The hero moves between the poles of the world as it was known then. The entire mediterranean sea with all its islands and peoples, wars and dangers, dealers and pirates is the stage. The eastern and the western coast, Sicily, Italy, gulf of Gibraltar, all the sea routes and travel times are described in detail. In those places the virtues that are important are different from those that count on the plains of Skamandros. Even when Odysseus is stranded on the coasts of Phaeaken (English ??), his body crusted with salt, he is still "the very best of all the mortals, in deeds and in words". Even Athena regards him so.

The sentences (Odyssee, 13, 291-295, 331f) which describe her sentiments are the virtues which make Odysseus the symbol of what is unperishable in a human being. Homer speaks little of his dark sides. It was left to his critics and to the later dramatists of the 5th century to talk about these aspects. See, for example, Euripides in Hekuba (ca. 425), Sophokles in Philoket (ca. 409)....
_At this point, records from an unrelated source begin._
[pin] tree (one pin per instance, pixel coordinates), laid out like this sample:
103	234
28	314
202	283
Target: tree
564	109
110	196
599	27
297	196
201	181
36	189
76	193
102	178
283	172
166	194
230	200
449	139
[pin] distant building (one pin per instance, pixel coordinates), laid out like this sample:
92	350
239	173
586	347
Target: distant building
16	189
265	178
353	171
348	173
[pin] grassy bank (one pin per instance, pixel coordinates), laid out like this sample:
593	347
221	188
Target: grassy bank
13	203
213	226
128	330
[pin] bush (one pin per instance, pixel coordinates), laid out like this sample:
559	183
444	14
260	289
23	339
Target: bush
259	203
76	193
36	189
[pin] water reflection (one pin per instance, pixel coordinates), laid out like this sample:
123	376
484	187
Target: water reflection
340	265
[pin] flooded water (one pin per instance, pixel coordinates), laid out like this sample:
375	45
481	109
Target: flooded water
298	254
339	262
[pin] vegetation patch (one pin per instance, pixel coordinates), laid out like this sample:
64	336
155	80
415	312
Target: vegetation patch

The Christian tradition banished Odysseus to the hell. It could not be otherwise. The unsatiable wish to experience everything, to know everything is a sacrilage as it destroys the family and challenges the God. Thus Dante made him recite his story after he escaped from Ithaca, in the form of a confession of a man who knew no limits...

Well, that is a taste of how differently Odysseus has been thought of in the European literature. Now I am ready to read what Rasik wrote about Ulysses and Joyce.

Before I end, I would like to say few other things:

(a) Ulysses is the English version of the latin name Ulyxes whose original Greek version is Odysseus.

(b) One can read on the web the entire Odyssey at:
http://darkwing.uoregon.edu/~joelja/odyssey.html

(c) There is another beautiful website on Joyce at:
http://www.rpg.net/quail/libyrinth/joyce/index.html

Now off to Rasik's mail including the blooming of Molly in Mysore. Are you reading cj?